Слова кривого тревожили навеянное монастырём чувство грустной покорности.
- Обратите вниманьице: почитай, все святые на Руси - князья, бояре, дворяне, а святых купцов, мещан, алибо мужиков - вовсе нет; разве - у староверов, но эти нами не признаются...
Кожемякин неопределённо сказал:
- Н-да, по житиям - дворянства во святых довольно много!
- Вообще - верховое сословие первое достигает бога. Ну, а ежели бы дворянские-то жития мужичок писал, ась?
Кривой прищурил глаз и тихонько засмеялся, Матвей Савельев тоже ответил ему невольной усмешкой, говоря:
- Неграмотен, не может.
- Во-от! - одобрительно воскликнул Тиунов, приостанавливаясь.
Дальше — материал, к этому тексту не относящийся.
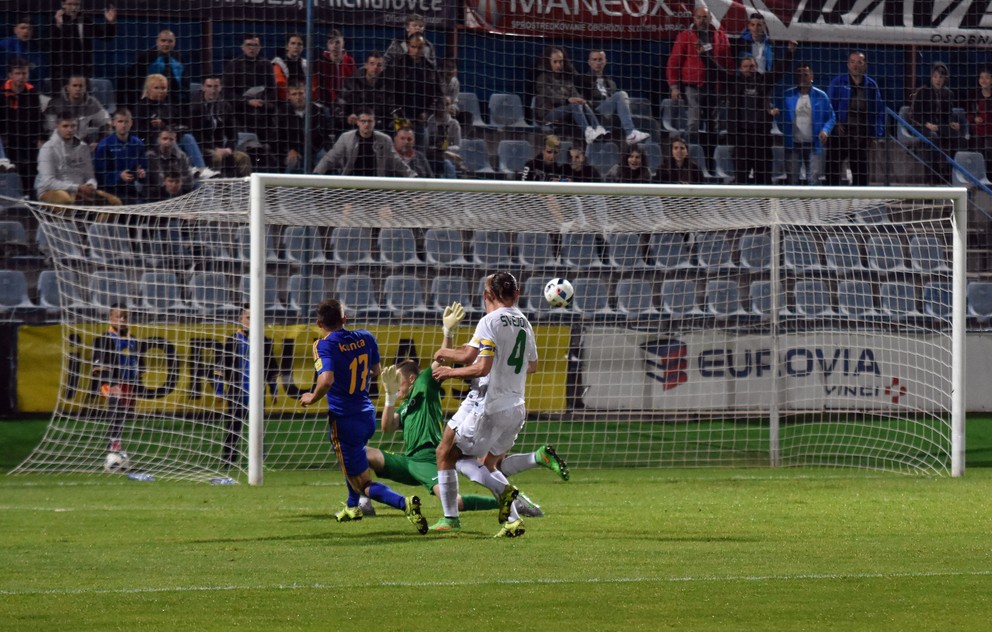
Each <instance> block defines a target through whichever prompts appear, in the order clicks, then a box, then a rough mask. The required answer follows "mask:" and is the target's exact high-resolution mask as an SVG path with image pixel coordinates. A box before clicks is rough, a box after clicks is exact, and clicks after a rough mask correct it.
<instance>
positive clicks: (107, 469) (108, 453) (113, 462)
mask: <svg viewBox="0 0 992 632" xmlns="http://www.w3.org/2000/svg"><path fill="white" fill-rule="evenodd" d="M130 466H131V459H129V458H128V457H127V454H126V453H124V452H108V453H107V458H106V459H105V460H104V462H103V469H104V470H105V471H107V472H126V471H127V470H128V468H129V467H130Z"/></svg>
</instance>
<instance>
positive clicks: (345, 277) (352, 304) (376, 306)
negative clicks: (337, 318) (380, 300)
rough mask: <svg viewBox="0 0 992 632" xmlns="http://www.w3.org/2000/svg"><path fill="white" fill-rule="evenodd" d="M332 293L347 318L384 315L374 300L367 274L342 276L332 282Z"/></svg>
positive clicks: (377, 298)
mask: <svg viewBox="0 0 992 632" xmlns="http://www.w3.org/2000/svg"><path fill="white" fill-rule="evenodd" d="M334 293H335V296H337V298H338V299H339V300H340V301H341V302H342V303H344V306H345V313H346V314H348V316H349V317H355V318H377V317H379V316H382V315H384V312H383V310H382V308H381V307H380V305H379V299H378V298H376V293H375V285H374V284H373V282H372V277H370V276H369V275H367V274H362V273H352V274H342V275H341V276H339V277H338V278H337V280H336V281H335V282H334ZM310 309H313V307H311V308H310Z"/></svg>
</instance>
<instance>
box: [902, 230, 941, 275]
mask: <svg viewBox="0 0 992 632" xmlns="http://www.w3.org/2000/svg"><path fill="white" fill-rule="evenodd" d="M944 253H945V250H944V246H943V244H942V243H941V242H940V240H939V239H938V238H937V236H936V235H914V236H913V237H912V238H911V239H910V240H909V264H910V266H911V267H912V269H913V270H915V271H917V272H927V273H934V272H950V271H951V266H949V265H948V264H947V257H946V256H945V254H944Z"/></svg>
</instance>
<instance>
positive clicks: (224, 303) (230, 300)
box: [186, 272, 239, 320]
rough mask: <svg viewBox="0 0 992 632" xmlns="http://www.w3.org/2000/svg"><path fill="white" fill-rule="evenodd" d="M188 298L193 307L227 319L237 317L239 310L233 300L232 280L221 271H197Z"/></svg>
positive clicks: (238, 308)
mask: <svg viewBox="0 0 992 632" xmlns="http://www.w3.org/2000/svg"><path fill="white" fill-rule="evenodd" d="M186 298H187V301H188V303H189V305H190V307H191V308H192V309H194V310H196V311H198V312H200V313H201V314H204V315H212V316H218V317H221V318H224V319H225V320H226V319H228V318H234V317H236V316H235V315H236V313H237V312H238V310H239V308H238V306H237V305H235V304H234V303H233V302H232V292H231V285H230V281H229V280H228V277H227V276H226V275H224V274H222V273H220V272H195V273H194V274H193V275H192V276H191V277H190V280H189V285H188V286H187V293H186Z"/></svg>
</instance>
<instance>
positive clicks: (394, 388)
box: [379, 364, 400, 406]
mask: <svg viewBox="0 0 992 632" xmlns="http://www.w3.org/2000/svg"><path fill="white" fill-rule="evenodd" d="M379 379H380V380H381V381H382V389H383V390H384V391H386V406H392V405H393V404H394V403H395V402H396V394H397V393H399V392H400V371H399V369H397V368H396V365H395V364H390V365H389V366H387V367H386V368H385V369H383V370H382V373H380V374H379Z"/></svg>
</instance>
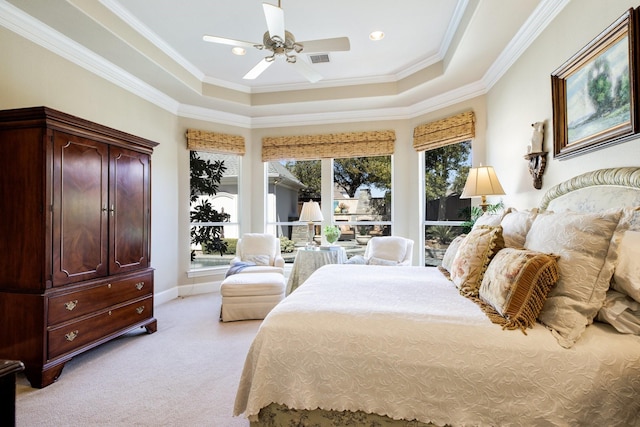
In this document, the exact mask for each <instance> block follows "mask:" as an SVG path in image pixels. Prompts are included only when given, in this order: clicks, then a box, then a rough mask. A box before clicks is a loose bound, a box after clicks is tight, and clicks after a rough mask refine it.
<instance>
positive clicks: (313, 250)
mask: <svg viewBox="0 0 640 427" xmlns="http://www.w3.org/2000/svg"><path fill="white" fill-rule="evenodd" d="M346 261H347V252H346V251H345V250H344V248H343V247H340V246H338V247H336V249H331V250H325V249H306V248H301V249H298V253H296V258H295V260H293V268H292V269H291V274H289V281H288V282H287V290H286V292H285V295H289V294H290V293H291V292H293V291H295V290H296V289H297V288H298V286H300V285H301V284H302V283H303V282H304V281H305V280H307V278H308V277H309V276H311V273H313V272H314V271H316V270H317V269H318V268H320V267H322V266H323V265H326V264H343V263H345V262H346Z"/></svg>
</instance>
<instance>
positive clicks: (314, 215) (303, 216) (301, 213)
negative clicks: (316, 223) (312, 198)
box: [300, 200, 324, 222]
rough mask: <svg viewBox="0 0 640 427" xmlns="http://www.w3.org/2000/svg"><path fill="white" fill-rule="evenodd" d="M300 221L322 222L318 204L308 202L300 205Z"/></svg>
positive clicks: (321, 212)
mask: <svg viewBox="0 0 640 427" xmlns="http://www.w3.org/2000/svg"><path fill="white" fill-rule="evenodd" d="M300 221H305V222H318V221H324V217H323V216H322V211H321V210H320V205H319V204H318V202H313V201H311V200H309V201H308V202H304V203H303V204H302V212H300Z"/></svg>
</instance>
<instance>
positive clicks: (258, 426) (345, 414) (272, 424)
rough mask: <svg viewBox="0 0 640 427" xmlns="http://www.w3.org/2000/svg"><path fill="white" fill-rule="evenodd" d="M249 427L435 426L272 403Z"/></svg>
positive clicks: (430, 423) (407, 426)
mask: <svg viewBox="0 0 640 427" xmlns="http://www.w3.org/2000/svg"><path fill="white" fill-rule="evenodd" d="M250 426H251V427H278V426H314V427H337V426H362V427H436V425H435V424H431V423H423V422H420V421H415V420H414V421H406V420H394V419H392V418H389V417H385V416H384V415H378V414H367V413H366V412H362V411H356V412H351V411H342V412H340V411H325V410H322V409H314V410H310V411H307V410H302V411H301V410H297V409H289V408H287V407H286V406H284V405H278V404H276V403H272V404H270V405H269V406H266V407H264V408H262V409H261V410H260V413H259V414H258V421H252V422H251V423H250Z"/></svg>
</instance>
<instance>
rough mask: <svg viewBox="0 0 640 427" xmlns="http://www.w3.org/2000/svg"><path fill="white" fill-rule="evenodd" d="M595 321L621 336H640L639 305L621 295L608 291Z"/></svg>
mask: <svg viewBox="0 0 640 427" xmlns="http://www.w3.org/2000/svg"><path fill="white" fill-rule="evenodd" d="M597 319H598V320H599V321H601V322H604V323H609V324H610V325H611V326H613V327H614V328H615V329H616V331H618V332H621V333H623V334H635V335H640V303H639V302H637V301H634V300H633V299H631V298H630V297H629V296H627V295H625V294H623V293H620V292H617V291H614V290H608V291H607V298H606V299H605V301H604V306H602V308H601V309H600V311H599V312H598V317H597Z"/></svg>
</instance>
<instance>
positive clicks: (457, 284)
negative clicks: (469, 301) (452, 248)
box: [450, 225, 504, 297]
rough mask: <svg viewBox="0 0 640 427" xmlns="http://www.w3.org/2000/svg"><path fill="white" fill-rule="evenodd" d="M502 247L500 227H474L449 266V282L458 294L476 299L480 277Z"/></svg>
mask: <svg viewBox="0 0 640 427" xmlns="http://www.w3.org/2000/svg"><path fill="white" fill-rule="evenodd" d="M503 247H504V240H503V239H502V227H501V226H499V225H498V226H496V227H491V226H488V225H481V226H478V227H474V228H473V229H472V230H471V232H470V233H469V234H468V235H467V237H466V238H465V239H464V240H463V241H462V242H461V244H460V247H459V248H458V252H457V253H456V256H455V257H454V259H453V262H452V264H451V271H450V273H451V280H452V281H453V283H455V285H456V287H457V288H458V289H459V290H460V293H461V294H462V295H465V296H471V297H477V296H478V290H479V289H480V283H481V282H482V276H483V275H484V272H485V270H486V269H487V266H488V265H489V261H491V258H493V256H494V255H495V254H496V253H497V252H498V251H499V250H500V249H502V248H503Z"/></svg>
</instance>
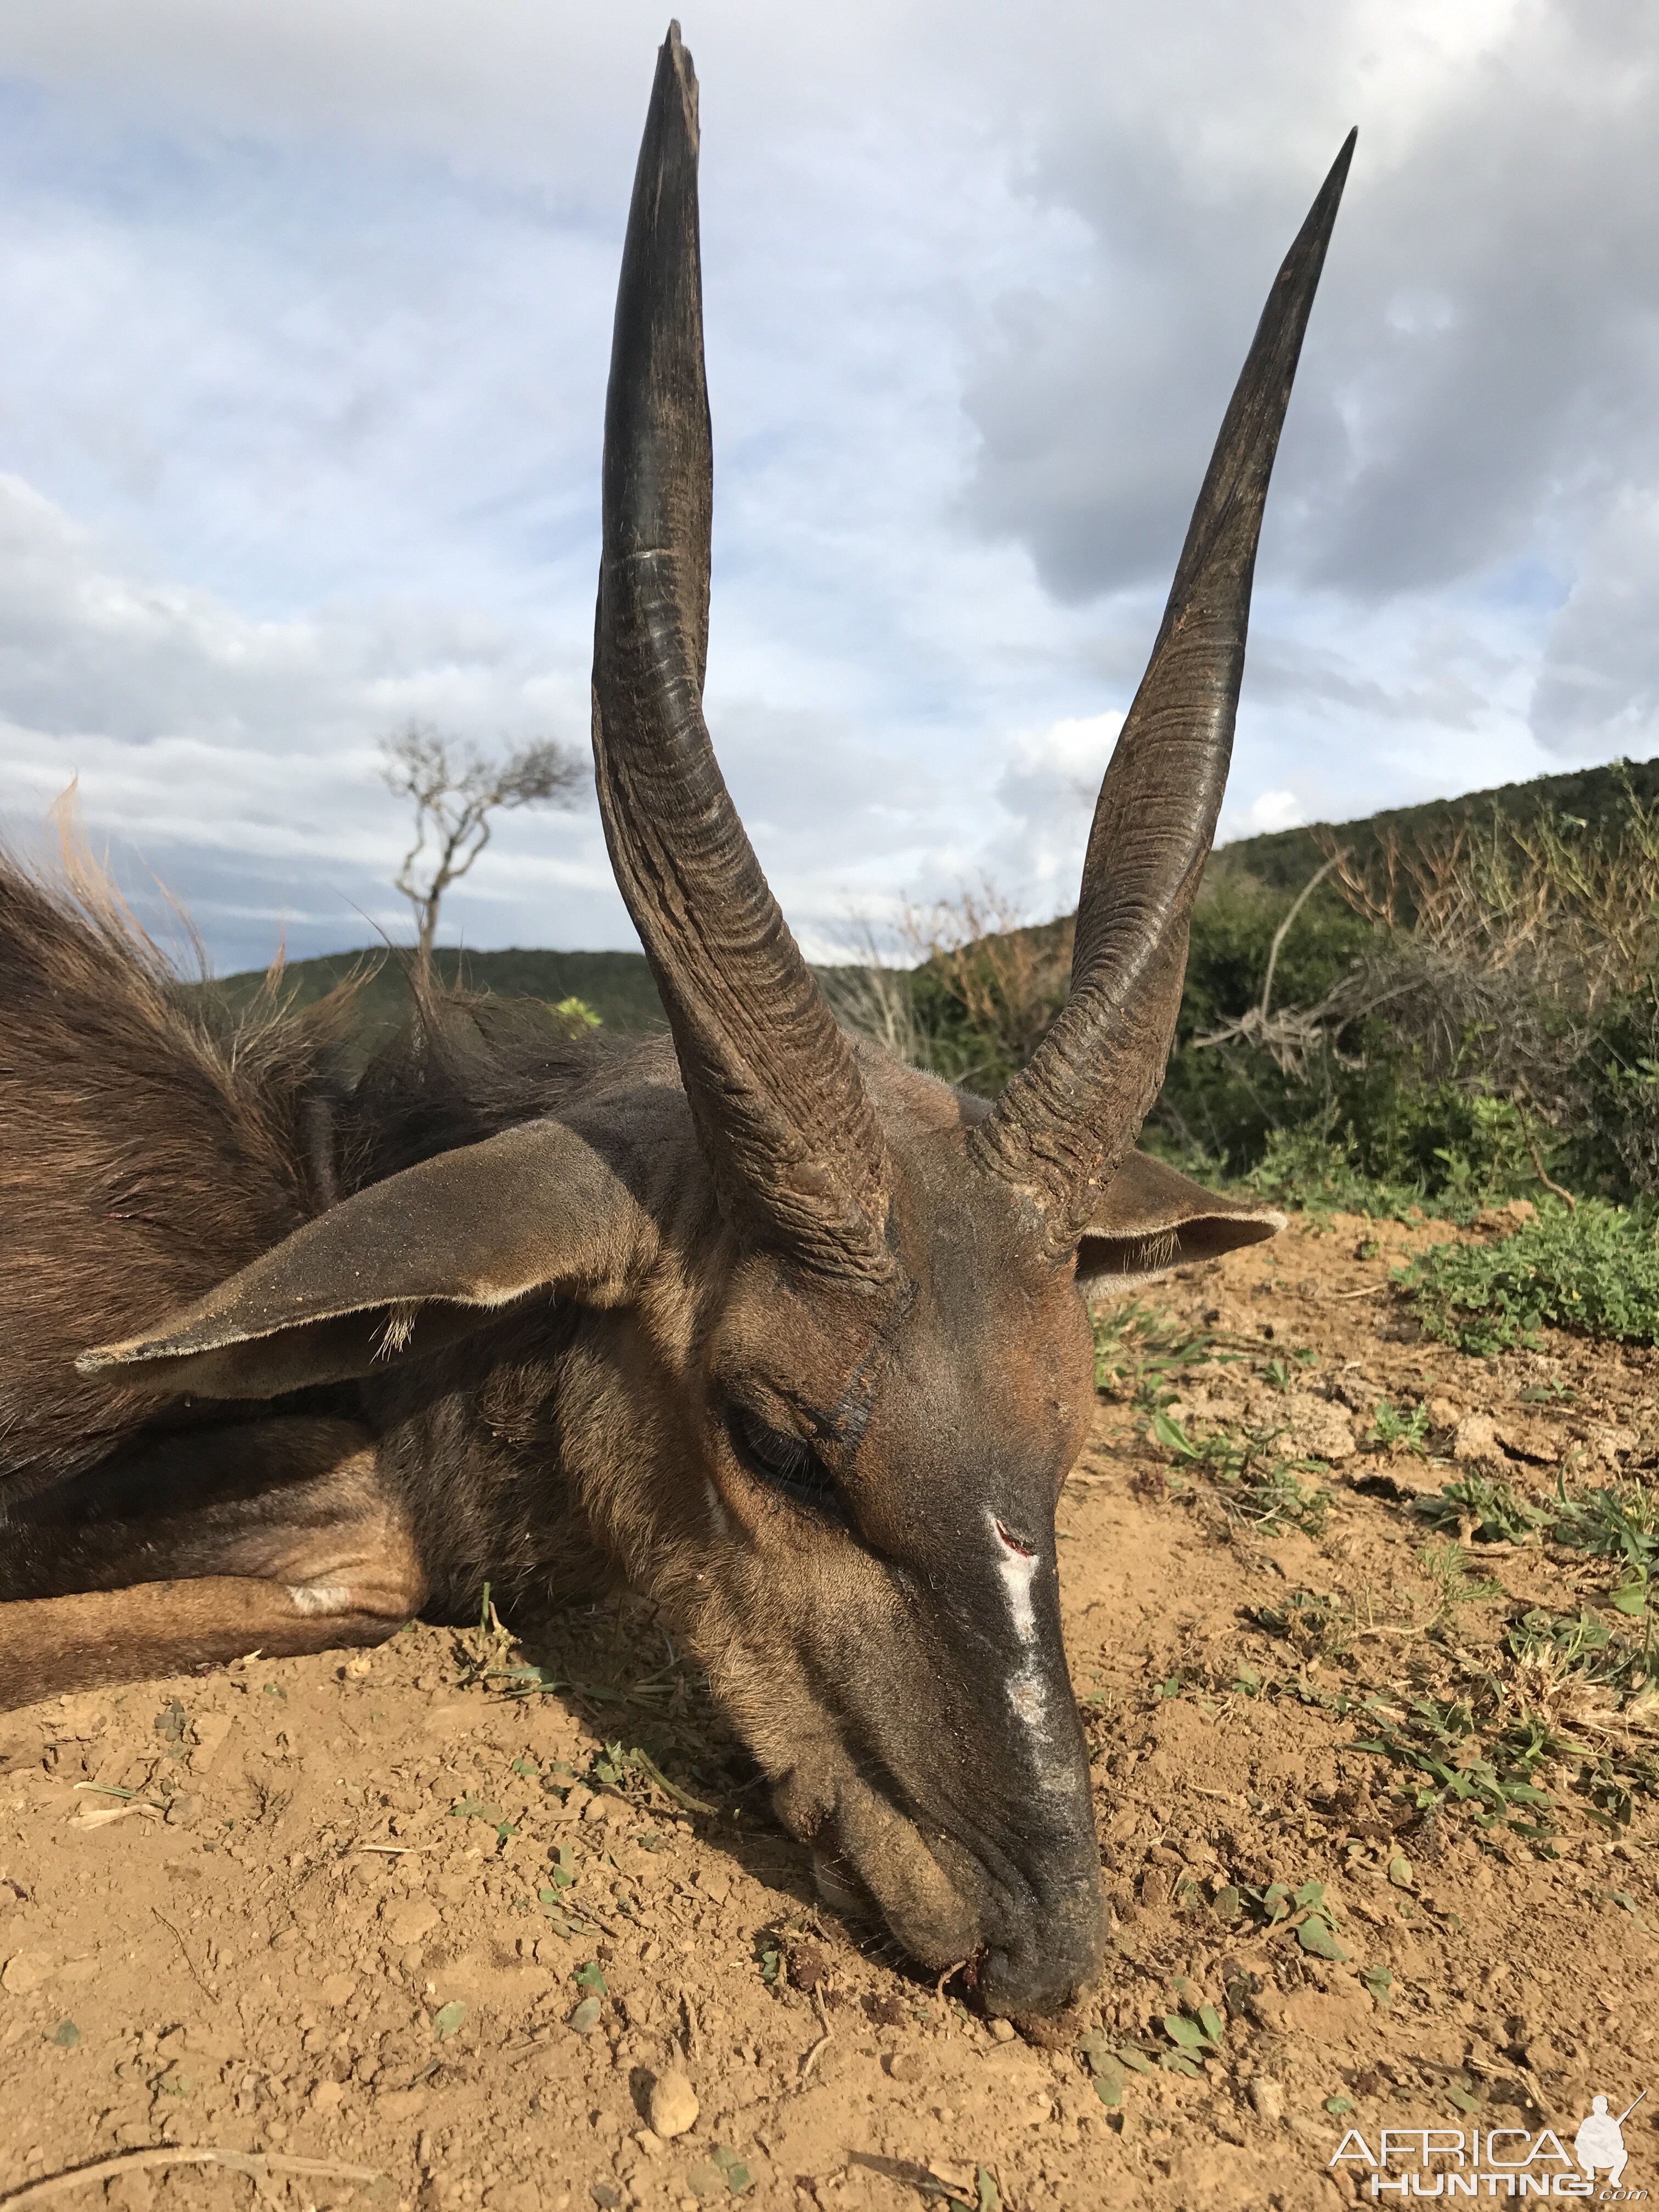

И, понизив голос, таинственно заговорил:
- Не туда, сударь, не в ту сторону направляем ум - не за серебро и злато держаться надобно бы, ой, нет, а вот - за грамоту бы, да! Серебра-злата надо мно-ого иметь, чтобы его не отняли и давало бы оно силу-власть; а ум-разум - не отнимешь, это входит в самую кость души!